I’ve been thinking a lot lately about love, and mysteries.

It’s my thirteenth wedding anniversary this month, so that’s probably the reason.  And if you’re in a happy relationship for long enough, you’ll recognize the feeling: the sort of marveling contentment that comes from loving and being loved.  Every now and then I think back to my initial meeting with my husband – a chance moment of banter with a spiky atheist during a college course – and I think, “Who could’ve imagined what would come from that?  What a miracle!”

There’s a similar delightful mystery in the Christian life, too.

If there is something that I have never understood, it is why God loves us.  I know that He does, and the Bible states it clearly over and over, but I’ve never been able to figure out why.  I’m not sure I will ever be able to figure out why.  One look at the nightmarish scrawl that humanity has left on its history will leave you stunned by the fact that He could love any of us at all.

We are constantly wrecking things.  Good things.  Beautiful things.  Adam and Eve took a perfect and beautiful gift, broke it for the tainted promise of far less, and we’ve been following in their footsteps ever since.  We hurt each other.  We destroy everything we touch.  And when we’re not doing that, we’re growing bloated on our own arrogance and pride and certainty.  Deifying ourselves.  Our very, very best is a miserable facsimile of perfection that only serves to show how far from holy we are.

And God knows.  I mean, He knows.  Every single detail.  And He is certainly repulsed by it: the Bible outlines, over and over, the depth of God’s disgust and hurt and horror at what His children have become and what they are doing.  The entire Bible is the story of humanity’s repeated betrayal of love and of God, their promises to never ever do it again, and the sick inevitability of knowing it will happen again.  And again.  And again.

Yet God’s answer is not resignation or despair but instead this in Isaiah 43:

Since you are precious and honored in my sight,
    and because I love you,
I will give people in exchange for you,
    nations in exchange for your life.
Do not be afraid, for I am with you;
    I will bring your children from the east
    and gather you from the west.
I will say to the north, ‘Give them up!’
    and to the south, ‘Do not hold them back.’
Bring my sons from afar
    and my daughters from the ends of the earth—
everyone who is called by my name,
    whom I created for my glory,
    whom I formed and made.

Why does God love us?  Because He’s God.  Because He does.  Because He has chosen to.  Because He desires to give us good things and to walk with us and to spend time together.  Because He prizes intimacy with us.  He wanted it so much that He made the sacrifice that made it possible, knowing full well it was beyond our grasp – and deservedly so.

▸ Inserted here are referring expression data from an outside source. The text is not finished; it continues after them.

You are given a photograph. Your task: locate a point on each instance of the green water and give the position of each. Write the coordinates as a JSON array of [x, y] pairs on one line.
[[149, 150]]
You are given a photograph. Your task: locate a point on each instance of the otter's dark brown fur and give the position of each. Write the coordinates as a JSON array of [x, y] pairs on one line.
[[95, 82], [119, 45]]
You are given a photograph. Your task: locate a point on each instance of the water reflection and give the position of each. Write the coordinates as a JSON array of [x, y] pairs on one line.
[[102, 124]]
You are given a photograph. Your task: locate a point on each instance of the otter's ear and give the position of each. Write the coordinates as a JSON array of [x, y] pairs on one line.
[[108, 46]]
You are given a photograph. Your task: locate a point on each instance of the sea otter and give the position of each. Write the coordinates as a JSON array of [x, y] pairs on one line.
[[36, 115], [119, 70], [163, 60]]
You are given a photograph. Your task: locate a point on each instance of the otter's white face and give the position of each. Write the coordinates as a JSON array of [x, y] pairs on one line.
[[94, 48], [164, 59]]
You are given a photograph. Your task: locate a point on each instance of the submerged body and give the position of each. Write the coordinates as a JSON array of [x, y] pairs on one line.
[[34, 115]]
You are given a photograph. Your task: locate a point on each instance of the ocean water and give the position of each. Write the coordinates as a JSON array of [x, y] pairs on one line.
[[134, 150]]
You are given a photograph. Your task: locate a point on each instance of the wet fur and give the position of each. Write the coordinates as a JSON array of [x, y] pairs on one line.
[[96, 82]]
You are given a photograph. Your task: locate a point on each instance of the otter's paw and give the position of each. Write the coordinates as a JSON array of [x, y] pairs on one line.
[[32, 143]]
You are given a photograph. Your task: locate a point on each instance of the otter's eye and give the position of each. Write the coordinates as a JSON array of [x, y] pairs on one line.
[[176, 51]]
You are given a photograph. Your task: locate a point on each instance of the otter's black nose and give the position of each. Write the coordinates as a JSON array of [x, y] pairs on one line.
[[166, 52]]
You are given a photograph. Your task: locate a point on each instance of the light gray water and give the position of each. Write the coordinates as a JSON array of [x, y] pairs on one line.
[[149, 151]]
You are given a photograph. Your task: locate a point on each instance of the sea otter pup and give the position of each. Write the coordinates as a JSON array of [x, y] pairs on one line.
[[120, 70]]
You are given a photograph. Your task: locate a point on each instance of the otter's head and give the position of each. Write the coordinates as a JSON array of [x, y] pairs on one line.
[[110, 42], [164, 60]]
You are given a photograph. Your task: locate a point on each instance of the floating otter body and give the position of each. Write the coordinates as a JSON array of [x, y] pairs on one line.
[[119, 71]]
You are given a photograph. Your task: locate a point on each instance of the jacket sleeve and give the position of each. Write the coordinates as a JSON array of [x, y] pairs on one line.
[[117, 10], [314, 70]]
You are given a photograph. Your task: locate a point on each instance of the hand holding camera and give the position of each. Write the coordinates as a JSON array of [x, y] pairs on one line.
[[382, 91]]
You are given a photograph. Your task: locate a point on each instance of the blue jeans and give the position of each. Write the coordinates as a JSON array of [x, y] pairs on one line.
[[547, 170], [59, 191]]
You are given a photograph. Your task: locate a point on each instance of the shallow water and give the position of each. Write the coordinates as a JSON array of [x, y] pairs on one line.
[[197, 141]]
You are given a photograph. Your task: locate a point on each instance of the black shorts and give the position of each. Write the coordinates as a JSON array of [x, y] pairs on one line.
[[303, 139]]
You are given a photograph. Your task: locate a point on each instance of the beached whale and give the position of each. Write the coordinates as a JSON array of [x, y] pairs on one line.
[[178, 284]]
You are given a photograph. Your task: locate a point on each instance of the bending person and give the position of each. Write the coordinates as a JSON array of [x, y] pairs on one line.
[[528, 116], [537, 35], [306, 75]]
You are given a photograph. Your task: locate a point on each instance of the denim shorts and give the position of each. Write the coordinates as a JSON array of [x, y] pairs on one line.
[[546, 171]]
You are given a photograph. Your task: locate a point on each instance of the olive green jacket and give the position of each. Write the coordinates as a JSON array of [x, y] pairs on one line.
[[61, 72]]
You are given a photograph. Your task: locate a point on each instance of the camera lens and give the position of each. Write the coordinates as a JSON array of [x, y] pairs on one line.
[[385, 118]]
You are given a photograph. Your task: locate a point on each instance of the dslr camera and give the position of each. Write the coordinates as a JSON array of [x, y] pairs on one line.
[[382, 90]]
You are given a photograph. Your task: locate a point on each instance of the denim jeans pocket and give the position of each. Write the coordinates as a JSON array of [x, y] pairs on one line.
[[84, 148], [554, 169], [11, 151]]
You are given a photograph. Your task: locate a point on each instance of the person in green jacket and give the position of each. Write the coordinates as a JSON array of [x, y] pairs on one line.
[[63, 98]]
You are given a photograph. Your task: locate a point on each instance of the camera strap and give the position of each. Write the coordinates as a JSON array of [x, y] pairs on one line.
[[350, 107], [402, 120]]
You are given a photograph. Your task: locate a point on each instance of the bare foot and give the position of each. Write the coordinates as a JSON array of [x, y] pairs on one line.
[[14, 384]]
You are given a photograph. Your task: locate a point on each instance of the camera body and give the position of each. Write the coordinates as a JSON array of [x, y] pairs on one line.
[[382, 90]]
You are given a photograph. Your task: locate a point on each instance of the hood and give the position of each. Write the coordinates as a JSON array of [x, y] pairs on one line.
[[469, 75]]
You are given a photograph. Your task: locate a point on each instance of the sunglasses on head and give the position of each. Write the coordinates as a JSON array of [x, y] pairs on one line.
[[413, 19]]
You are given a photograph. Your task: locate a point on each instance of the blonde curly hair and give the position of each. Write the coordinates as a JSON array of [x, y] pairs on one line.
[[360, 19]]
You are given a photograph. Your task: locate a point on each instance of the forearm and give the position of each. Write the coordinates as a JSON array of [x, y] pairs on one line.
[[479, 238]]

It will never entirely make sense.  And that’s what’s so beautiful about it.

Every now and then my husband take a walk through memory lane.  And when we do, we can trace the evolution of our relationship: from philosophy-class archrivals to friends to lovers.  We can see how we fell in love over time, over moments.  But in the end, we recognize that we – two strangers to each other who met through a chance interaction – only met at all, established a connection at all, because of God’s grace. Because God loves love, and because God Himself loves.

Why precisely He could love us as we are – as flawed humans with no hope of holiness beyond God Himself – will always be a mystery to me.  But it is one of the absolute best and most moving mysteries of the faith.